M Yes, what up, Rant Line? This is Sub-V. I’m here to rant about this douchebag in NDG that keeps ripping down flyers and shit and putting them on our store’s fucking doorsteps. Listen, dude, first of all half the flyers that you rip down aren’t ours, all right? Second of all, I get that you’re pissed off about vandalism and shit but that shit’s been around since way before we’ve been here. We’re the only store in Montreal that sells low-pressure paints for ARTISTIC USE. The vandals that you’re pissed off about, they go to Canadian Tire for their paint. So bring your little douchebag protest to the fucking big businesses. You know, we’re here trying to survive. We’ve got a small store, we showcase local artists and local brands, you’re giving us trouble for nothing. Come to the store and discuss it like a proper human being. Don’t fucking rip down posters and shit and throw it on our doorstep. That’s my rant. Peace. [BLEEP!]
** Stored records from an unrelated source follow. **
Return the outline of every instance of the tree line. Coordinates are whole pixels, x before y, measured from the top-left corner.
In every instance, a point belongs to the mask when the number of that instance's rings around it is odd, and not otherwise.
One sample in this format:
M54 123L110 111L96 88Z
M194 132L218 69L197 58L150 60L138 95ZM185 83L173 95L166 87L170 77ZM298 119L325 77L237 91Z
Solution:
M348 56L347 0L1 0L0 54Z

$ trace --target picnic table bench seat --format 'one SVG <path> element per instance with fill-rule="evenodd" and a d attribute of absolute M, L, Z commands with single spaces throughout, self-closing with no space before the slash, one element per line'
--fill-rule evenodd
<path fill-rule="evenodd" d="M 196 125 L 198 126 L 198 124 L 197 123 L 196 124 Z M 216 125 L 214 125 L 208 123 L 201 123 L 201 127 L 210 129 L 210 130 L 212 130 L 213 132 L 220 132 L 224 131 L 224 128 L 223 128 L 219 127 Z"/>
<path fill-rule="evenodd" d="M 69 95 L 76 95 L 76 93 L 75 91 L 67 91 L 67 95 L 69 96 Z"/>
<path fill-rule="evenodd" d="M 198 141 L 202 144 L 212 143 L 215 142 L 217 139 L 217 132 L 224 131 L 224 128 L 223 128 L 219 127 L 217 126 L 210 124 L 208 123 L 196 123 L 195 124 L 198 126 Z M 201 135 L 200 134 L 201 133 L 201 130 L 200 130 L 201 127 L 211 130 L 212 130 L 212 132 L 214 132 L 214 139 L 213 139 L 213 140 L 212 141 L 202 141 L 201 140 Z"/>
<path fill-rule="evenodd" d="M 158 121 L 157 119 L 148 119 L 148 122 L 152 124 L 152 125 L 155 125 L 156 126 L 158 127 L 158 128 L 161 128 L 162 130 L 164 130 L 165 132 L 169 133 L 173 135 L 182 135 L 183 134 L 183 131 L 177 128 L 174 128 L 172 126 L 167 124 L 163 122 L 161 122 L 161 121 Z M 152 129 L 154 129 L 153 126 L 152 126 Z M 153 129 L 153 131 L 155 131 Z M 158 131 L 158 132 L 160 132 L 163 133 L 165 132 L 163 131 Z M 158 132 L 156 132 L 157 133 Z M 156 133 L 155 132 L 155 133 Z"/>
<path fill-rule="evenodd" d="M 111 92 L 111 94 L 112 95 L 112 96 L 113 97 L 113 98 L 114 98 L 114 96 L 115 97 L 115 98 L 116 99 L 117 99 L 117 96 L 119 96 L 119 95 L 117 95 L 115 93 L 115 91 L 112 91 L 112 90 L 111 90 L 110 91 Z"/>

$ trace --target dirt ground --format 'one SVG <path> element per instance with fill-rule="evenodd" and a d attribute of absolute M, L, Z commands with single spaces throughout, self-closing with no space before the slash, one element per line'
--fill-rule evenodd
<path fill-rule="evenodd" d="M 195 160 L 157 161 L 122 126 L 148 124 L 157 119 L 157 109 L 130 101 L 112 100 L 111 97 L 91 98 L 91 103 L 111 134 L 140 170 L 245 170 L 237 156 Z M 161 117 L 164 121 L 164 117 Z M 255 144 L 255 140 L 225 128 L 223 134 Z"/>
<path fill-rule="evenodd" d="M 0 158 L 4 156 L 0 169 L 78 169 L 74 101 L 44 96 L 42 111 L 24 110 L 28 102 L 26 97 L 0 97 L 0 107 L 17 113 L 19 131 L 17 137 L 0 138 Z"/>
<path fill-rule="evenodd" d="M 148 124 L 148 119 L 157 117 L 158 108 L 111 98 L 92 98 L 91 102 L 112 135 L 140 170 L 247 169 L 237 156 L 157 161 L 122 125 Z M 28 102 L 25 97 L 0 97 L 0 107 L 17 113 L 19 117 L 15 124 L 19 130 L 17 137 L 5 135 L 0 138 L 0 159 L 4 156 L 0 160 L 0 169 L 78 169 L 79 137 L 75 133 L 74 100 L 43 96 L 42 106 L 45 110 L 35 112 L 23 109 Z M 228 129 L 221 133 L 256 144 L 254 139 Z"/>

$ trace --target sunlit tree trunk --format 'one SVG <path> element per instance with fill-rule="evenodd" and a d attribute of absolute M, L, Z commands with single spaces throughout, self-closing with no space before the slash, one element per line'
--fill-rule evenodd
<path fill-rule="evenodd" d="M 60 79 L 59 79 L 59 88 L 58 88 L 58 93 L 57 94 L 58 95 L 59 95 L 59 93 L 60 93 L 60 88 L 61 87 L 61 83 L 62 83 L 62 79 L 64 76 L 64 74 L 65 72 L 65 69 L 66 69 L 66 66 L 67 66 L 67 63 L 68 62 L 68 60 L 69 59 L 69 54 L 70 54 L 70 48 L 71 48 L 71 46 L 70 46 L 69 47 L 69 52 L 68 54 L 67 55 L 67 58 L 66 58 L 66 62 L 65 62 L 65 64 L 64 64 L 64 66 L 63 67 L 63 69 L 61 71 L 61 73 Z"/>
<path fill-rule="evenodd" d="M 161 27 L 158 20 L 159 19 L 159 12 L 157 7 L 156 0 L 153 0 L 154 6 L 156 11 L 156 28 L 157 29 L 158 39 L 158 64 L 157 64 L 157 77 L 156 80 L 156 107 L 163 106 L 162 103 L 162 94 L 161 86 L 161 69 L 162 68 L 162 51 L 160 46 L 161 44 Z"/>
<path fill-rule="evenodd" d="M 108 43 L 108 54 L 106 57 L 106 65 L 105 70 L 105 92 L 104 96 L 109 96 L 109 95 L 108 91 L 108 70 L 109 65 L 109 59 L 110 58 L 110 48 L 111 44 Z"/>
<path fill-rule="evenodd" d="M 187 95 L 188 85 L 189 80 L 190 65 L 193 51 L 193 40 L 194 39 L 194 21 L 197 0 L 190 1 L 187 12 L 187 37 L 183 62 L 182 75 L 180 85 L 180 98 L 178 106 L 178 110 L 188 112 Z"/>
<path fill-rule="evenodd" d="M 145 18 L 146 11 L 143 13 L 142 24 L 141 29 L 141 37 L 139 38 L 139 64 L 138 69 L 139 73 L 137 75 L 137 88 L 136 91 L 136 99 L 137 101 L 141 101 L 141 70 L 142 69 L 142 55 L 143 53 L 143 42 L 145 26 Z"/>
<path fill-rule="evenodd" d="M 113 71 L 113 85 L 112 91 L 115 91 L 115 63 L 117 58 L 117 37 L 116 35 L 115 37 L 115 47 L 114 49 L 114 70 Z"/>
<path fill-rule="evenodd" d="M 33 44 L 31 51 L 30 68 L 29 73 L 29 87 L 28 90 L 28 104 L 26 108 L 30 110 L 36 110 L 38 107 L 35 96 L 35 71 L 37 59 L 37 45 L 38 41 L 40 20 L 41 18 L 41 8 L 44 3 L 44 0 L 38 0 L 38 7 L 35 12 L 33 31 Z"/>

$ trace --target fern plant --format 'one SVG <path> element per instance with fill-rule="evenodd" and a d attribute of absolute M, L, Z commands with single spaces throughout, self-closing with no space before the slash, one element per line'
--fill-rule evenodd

M Yeah, I’m just letting everybody know that they should be on the lookout for a bag of VHS that was left on the subway at about 7 p.m. on Friday night. A bunch of weird old movies on VHS, you know? I’d really like to get that shit back, you know? Thanks. [BLEEP!]

M Yeah, this is to that girl I hooked up at Foufounes Electriques last Saturday. You were wearing blue. I’m pretty sure I have CHLAMYDIA and I think you should get tested. [BLEEP!]

M Sometimes late at night, I like to touch myself to pics of BOB BARKER. [BLEEP!]

M You know what really pisses me off? There’s no more FIERY HABANERO DORITOS. What the fuck? They were the best kind of Doritos, they were the spiciest. Not like the other spicy type that is for pansies. So I called Doritos at the number on the back of the package and they tell me it’s discontinued because of lack of sales! Because a bunch of fucking suburban kids are like, “Oh my God, it’s too spicy, I can’t fucking handle it.” Fucking pisses me off, they were the only good Dorito! What the hell? I tell you, if they put that back on the market, I will buy 50 per cent of it because all the other Doritos taste like ass-turd. Anyways, please have a nice day. [BLEEP!]